KU Leuven, Department Electrical Engineering ESAT-PSI
KU Leuven, Department Electrical Engineering ESAT-PSI
Automatic Speech Recognition (ASR) is growing rapidly, powered by an increasing amount of data and computing resources and recent advancements in deep learning. Unsupervised pre-training on raw unlabeled audio, as in Wav2Vec 2.0, has drastically improved the speech recognition performance for many languages, although supervised finetuning with labeled speech remains necessary. On the other hand, the recent state-of-the-art Whisper model has shown great performance with supervised training on huge amounts of multilingual web-scraped audio and transcript pairs, although very tightly curated and filtered. The scale of the model and the required resources also has many drawbacks.

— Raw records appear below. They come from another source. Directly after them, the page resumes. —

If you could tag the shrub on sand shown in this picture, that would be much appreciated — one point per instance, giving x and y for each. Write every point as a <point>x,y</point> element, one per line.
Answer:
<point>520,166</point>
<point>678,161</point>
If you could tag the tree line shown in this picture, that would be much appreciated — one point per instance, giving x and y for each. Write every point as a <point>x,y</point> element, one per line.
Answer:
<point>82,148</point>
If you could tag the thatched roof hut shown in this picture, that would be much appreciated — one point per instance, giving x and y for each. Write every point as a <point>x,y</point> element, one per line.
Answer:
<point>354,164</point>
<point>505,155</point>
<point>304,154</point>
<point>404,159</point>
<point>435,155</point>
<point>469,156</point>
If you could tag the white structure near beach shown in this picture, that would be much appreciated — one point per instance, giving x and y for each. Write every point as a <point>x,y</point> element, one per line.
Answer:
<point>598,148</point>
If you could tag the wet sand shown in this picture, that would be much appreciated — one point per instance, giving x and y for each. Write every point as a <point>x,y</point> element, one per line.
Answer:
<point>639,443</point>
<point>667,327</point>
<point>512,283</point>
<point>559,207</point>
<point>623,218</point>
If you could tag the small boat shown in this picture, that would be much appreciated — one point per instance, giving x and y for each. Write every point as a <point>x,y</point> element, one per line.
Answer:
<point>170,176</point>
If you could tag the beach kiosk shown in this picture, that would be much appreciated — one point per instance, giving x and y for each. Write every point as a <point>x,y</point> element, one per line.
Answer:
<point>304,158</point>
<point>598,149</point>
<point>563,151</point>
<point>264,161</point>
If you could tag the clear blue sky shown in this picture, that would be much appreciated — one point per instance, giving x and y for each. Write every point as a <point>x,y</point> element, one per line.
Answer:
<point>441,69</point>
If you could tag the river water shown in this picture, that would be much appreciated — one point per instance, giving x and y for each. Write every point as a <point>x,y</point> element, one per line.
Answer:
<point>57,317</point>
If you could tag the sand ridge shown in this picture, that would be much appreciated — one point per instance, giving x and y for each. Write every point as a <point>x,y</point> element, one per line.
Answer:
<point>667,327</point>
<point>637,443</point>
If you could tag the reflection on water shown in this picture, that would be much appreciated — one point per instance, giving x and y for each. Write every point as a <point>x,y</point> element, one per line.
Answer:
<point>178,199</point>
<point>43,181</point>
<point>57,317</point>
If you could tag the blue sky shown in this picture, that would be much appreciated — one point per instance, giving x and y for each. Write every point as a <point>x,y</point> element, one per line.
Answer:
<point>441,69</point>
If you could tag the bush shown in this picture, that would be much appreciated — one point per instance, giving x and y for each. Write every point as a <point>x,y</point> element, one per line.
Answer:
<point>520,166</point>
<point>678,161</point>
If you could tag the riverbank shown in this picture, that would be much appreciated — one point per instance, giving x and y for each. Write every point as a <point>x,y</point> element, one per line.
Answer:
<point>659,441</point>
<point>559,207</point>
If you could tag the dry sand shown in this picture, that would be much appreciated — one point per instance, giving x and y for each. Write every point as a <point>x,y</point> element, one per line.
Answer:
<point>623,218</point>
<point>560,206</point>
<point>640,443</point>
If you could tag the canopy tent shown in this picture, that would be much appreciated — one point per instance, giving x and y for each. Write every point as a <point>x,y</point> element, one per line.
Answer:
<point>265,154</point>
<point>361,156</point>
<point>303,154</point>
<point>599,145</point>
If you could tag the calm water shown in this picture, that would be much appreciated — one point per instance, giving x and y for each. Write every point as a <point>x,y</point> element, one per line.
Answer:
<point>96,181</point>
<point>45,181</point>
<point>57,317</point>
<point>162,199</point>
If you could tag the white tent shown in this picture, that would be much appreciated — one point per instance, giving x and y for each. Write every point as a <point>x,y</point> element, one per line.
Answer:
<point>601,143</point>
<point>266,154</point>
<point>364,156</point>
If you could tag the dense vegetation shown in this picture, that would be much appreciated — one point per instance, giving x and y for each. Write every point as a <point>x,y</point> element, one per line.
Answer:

For Dutch, and many other languages, labeled ASR data remains rather scarce. On top of that, speech recognition datasets often only cover a small domain of read and prepared speech, and models trained on these datasets have difficulties to generalise to real-life conversational and spontaneous speech. One type of data that would solve these problems is subtitled data on TV. TV subtitles are abundantly present in Dutch, manually annotated, and span a very broad domain of speech, with news broadcasts, interviews, talkshows and soaps, hereby covering spontaneous speech and even dialectal speech. However, subtitles on screen should be regarded as weak supervision, as they are not true verbatim (exact) transcriptions, but contain many edits, corrections and rephrasings to improve readability and understanding, which render them ineffective for direct ASR training.
In this work, we expand on previous work [1] that used subtitled data to improve an end-to-end ASR model for Flemish (Belgian Dutch). By solving verbatim and subtitle transcription as two separate tasks with parallel decoders, jointly trained on ASR and subtitled data, it is shown that the inexact subtitle transcriptions can improve a shared speech encoder on spontaneous speech without deteriorating the verbatim ASR branch. On top of that, the model delivers both a verbatim transcription and a cleaned-up subtitle transcription.

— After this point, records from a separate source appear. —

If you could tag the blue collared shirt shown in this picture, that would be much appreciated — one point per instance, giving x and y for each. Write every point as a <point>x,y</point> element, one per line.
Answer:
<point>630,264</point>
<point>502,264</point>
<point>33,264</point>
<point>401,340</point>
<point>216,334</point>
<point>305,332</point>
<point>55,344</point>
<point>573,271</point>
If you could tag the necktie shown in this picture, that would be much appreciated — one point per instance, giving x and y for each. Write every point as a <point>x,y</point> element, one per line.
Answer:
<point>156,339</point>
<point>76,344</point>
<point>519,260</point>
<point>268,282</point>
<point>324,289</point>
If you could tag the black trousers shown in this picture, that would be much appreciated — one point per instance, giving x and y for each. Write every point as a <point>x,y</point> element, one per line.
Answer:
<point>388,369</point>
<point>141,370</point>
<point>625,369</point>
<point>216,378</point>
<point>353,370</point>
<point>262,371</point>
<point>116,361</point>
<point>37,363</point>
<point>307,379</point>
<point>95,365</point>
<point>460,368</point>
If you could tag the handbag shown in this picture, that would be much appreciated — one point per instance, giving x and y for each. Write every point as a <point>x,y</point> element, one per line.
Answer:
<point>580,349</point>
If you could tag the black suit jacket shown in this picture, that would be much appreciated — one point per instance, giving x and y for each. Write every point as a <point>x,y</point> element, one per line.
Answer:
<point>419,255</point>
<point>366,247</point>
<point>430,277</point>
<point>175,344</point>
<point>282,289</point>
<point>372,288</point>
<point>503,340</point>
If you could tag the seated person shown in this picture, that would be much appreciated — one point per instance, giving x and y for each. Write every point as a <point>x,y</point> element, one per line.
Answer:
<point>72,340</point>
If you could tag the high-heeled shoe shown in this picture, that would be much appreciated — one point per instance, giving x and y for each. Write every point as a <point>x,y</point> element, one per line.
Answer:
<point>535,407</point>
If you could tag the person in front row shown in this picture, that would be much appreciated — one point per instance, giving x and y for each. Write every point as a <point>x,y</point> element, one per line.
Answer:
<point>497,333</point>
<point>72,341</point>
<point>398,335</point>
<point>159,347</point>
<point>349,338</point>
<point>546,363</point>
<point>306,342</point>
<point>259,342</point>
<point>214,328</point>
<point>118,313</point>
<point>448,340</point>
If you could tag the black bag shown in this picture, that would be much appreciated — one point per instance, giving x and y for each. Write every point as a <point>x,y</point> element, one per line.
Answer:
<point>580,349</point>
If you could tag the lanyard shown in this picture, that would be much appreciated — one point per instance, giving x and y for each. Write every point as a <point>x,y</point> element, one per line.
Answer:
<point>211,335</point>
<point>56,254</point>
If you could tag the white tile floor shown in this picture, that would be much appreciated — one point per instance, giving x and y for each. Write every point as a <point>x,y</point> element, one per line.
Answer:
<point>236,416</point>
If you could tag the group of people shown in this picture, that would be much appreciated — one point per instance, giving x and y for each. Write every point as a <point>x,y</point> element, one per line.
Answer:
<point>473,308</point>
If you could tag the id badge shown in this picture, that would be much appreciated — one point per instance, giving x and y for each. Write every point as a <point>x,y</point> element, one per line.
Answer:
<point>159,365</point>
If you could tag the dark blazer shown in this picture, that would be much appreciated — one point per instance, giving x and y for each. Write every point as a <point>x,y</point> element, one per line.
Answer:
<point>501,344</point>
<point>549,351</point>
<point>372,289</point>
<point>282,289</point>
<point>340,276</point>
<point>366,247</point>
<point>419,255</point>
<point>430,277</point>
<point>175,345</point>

We propose a cascaded multi-level Transformer model that consists of an ASR encoder-decoder chained to a subtitle encoder-decoder. The entire model is trained end-to-end on both data streams. The subtitle encoder can process either the hidden features generated by the ASR encoder or decoder. The subtitle decoder is a Multi-Transformer that utilises double cross-attentions to both the subtitle encoder and ASR encoder features. In contrast to the parallel model, the cascaded model can leverage the verbatim hypotheses and transform them into subtitle hypotheses, similar to machine translation, with internal features. Furthermore, the subtitled data is backpropagated through the ASR branch, and the additional subtitle encoder allows separate CTC losses for both data streams without conflicting in domain.

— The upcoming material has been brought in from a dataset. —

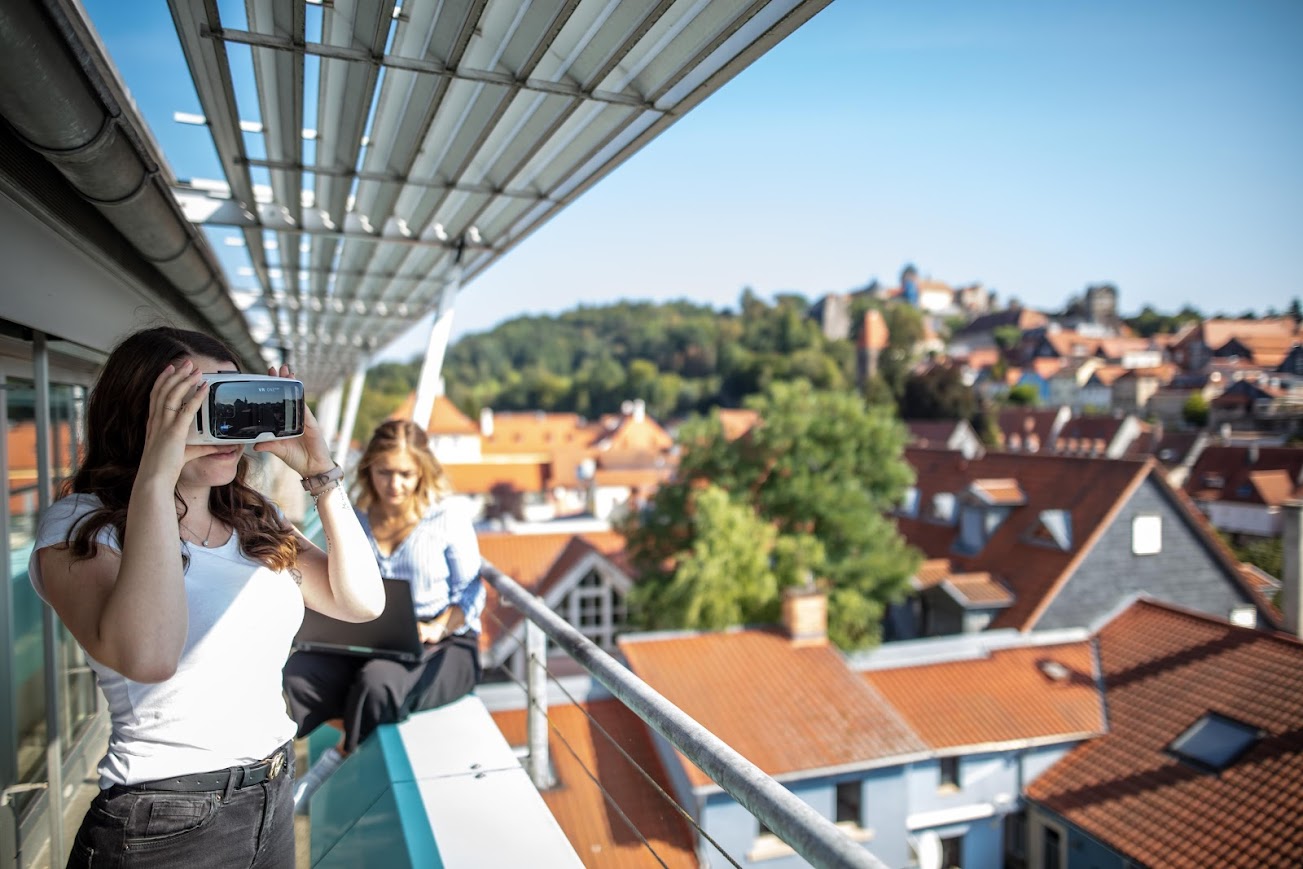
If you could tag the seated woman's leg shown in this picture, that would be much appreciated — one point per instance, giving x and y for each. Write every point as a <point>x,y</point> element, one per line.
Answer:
<point>448,674</point>
<point>317,687</point>
<point>377,697</point>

We perform experiments with an improved Conformer-based ASR model, trained end-to-end with hybrid CTC/Attention. While the parallel model improves the ASR performance on the spontaneous track without worsening the performance on the clean track, the cascaded model improves on both tracks and strongly outperforms the baselines, while showing improved subtitling capabilities.
[1] Poncelet, J., & Van hamme, H., “Learning to jointly transcribe and subtitle for end-to-end spontaneous speech recognition”, SLT 2022.